Quando você fica na cama por muitas semanas sem poder para preparar sua própria comida, sair para tomar um ar fresco, tomar um banho decente, ir ao supermercado, passear com os cachorros ou simplesmente para ver movimento e tal, você começa a ter pensamentos estranhos. Ao dar os primeiros passos depois de operar, um músculo da minha bunda repuxava. Foi nessa ocasião que me prometi que viraria uma exímia andarilha caso não ficasse com sequelas pós-operatórias. Não é novidade pra ninguém que a gente só dê valor ao que perde.

Lá para março, fiquei curada e, mais do que depressa, fiz o que qualquer um faria no meu lugar: esqueci o compromisso fitness. Sendo honesta, até passei a sentir prazer em longas caminhadas quando finalmente consegui voltar à ativa e comecei a fazer ameaças de me embrenhar no Caminho de Santiago da Compostela para nunca mais voltar quando as coisas ficavam difíceis, mas isso nunca foi um projeto sério. Ou não era — até eu jogar tanto pro universo que um amigo provocou e aceitei "experimentar" a trilha de Santiago por uma semana.

Antes de mais nada, peço perdão aos peregrinos sérios quando descrevo essa experiência. É que sou paulistana e nunca tive férias (nem coragem) de viver a experiência completa de 40 dias. Então, fica aqui um sample do que pode acontecer com sujeitos pouco familiarizados com a natureza num rolê desses.

A primeira dor do Caminho veio antes mesmo da viagem, quando me despedi do secador de cabelos. Mesmo se eu decidisse carregar esse peso no mochilão, seria um mico fazer penteados num albergue municipal cheio de gente tão seriamente hippie que resolveu caminhar por 700 km sem se ater a vaidades. Em todo caso, o blush e o rímel eu levei sim porque também sou filha de Deus.

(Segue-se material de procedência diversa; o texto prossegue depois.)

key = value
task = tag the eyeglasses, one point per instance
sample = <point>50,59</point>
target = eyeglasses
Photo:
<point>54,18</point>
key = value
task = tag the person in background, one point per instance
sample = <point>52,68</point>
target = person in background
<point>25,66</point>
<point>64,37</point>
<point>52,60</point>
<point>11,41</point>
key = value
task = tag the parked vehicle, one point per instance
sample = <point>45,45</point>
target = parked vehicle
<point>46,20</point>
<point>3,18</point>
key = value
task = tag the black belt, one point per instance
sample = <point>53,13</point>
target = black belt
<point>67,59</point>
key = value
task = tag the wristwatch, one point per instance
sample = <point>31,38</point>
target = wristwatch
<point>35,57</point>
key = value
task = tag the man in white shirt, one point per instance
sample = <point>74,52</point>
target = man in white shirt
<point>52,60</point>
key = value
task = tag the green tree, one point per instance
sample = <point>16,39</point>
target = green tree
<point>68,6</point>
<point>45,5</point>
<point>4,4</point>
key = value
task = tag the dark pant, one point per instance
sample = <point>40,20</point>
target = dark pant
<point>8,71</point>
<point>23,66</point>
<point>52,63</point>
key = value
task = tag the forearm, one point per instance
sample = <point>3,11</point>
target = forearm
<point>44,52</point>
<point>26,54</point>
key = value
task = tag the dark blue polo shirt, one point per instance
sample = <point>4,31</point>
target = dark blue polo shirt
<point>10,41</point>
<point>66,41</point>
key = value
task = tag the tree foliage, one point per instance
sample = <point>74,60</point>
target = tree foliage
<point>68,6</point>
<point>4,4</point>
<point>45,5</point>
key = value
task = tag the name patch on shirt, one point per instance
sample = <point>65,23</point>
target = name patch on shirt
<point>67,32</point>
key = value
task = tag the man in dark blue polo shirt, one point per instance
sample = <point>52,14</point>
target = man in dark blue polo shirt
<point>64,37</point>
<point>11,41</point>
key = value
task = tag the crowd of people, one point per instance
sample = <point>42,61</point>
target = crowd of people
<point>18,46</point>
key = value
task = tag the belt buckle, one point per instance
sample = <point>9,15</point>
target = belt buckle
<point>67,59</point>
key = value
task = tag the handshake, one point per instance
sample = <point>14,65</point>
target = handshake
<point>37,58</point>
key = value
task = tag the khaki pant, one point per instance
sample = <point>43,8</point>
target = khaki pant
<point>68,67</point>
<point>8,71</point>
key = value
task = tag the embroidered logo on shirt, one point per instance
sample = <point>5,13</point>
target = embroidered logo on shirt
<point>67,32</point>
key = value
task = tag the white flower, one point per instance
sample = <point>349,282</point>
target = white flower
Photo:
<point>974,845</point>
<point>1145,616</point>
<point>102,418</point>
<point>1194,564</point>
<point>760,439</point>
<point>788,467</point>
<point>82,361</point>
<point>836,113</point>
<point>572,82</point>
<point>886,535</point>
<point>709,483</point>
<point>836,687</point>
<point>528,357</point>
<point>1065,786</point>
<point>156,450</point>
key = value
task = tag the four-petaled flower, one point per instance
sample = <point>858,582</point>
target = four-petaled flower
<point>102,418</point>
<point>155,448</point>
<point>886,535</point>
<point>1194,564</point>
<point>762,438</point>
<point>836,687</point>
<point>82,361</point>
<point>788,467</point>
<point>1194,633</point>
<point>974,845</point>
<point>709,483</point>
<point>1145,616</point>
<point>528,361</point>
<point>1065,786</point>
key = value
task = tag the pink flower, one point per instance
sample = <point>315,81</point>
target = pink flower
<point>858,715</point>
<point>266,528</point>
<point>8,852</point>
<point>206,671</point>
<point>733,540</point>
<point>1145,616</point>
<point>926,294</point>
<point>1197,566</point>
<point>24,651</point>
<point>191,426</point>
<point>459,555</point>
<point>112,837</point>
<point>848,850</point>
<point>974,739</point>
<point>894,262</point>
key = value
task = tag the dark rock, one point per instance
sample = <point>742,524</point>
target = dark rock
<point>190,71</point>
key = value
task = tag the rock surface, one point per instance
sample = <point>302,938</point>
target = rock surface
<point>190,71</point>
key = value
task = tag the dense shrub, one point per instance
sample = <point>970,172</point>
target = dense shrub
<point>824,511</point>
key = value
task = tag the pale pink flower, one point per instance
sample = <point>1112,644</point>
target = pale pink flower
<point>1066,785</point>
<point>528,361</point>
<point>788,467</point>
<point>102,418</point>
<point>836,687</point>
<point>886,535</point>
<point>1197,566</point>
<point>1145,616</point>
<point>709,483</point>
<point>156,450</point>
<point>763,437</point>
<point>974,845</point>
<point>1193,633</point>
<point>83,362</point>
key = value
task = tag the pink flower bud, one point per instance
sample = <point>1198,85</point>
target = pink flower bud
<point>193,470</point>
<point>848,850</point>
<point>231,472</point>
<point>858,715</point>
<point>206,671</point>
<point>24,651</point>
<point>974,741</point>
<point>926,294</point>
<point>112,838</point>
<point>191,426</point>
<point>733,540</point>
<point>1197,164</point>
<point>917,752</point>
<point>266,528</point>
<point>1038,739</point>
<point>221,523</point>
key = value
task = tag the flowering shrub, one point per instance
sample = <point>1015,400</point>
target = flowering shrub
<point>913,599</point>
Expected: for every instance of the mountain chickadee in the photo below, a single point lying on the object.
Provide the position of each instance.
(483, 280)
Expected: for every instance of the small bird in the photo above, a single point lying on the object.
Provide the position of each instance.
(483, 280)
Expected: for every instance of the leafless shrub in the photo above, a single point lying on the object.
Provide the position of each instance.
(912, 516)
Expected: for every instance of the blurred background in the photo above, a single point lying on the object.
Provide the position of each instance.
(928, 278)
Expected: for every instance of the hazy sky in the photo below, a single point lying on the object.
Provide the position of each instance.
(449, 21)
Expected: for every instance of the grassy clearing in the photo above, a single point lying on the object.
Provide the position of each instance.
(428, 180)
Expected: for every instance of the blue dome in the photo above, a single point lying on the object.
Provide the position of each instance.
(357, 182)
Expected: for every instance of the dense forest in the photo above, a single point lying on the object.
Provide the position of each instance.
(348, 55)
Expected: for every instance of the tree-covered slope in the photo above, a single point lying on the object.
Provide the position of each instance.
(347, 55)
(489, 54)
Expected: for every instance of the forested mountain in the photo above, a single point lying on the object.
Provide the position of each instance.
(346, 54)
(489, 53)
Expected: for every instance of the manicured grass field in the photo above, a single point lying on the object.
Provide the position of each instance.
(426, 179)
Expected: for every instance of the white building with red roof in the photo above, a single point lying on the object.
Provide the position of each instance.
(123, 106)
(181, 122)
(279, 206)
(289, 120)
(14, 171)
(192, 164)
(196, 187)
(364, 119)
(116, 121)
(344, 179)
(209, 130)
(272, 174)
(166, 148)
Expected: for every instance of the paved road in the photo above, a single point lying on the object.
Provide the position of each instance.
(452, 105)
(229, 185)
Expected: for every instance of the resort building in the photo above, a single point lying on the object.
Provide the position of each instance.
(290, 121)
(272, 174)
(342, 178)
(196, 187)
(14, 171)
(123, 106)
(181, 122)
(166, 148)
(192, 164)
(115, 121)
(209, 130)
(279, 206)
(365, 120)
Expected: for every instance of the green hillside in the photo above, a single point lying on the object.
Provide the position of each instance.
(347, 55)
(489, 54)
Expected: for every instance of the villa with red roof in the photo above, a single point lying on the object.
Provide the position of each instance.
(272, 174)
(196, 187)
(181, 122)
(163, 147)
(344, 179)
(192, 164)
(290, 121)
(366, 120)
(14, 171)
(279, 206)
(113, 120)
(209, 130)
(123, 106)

Chegando no Albergue de partida, em Oviedo (Espanha), achei estranha a quantidade de peregrinos que ficava deitada feito vampiro a tarde toda. Muitos não se davam o trabalho de conhecer a cidade, mas qual foi minha surpresa ao chegar no banheiro e encontrar um secador de cabelos! Só pensei que "rapaz, parece que o Caminho de Santiago é místico mesmo" e fui dar uma volta de madeixas bem sedosas sem me envergonhar tanto da vaidade.

No dia seguinte, andei a pé de Oviedo a Grado — cerca de 25 km de muita pirambeira pra pouca trilha plana — e cheguei no albergue seguinte notando que, mesmo se existisse secador por lá, eu jamais teria forças para segurá-lo junto com uma escova de cabelo. Obviamente, virei eu a peregrina vampira que só se mexeu da cama pra comer (e chorar de dor enquanto passava gelo nos quadris castigados).

As fotos da versão de teste do Caminho ficaram ótimas (0s andares são a equivalência de ladeiras na rota):

Por um lado, posso admitir que fazer esforços físicos além do seu limite pessoal produz uma quantidade de serotonina meio alucinógena. Por outro, juro de pé junto que o Caminho é místico mesmo: você atravessa horas e horas vendo só paisagens bucólicas sem sinal de presença humana, mas todas (e eu disse todas!) as vezes em que eu peguei a saída errada em alguma bifurcação, apareceu gente de trás de moita para assobiar ou berrar apontando a rota certa. O primeiro deles foi um senhor com idade entre 80 e 800 anos, segurando um cajado, que apontou uma catedral e desapareceu da mesma forma que apareceu. Quem sou eu pra problematizar?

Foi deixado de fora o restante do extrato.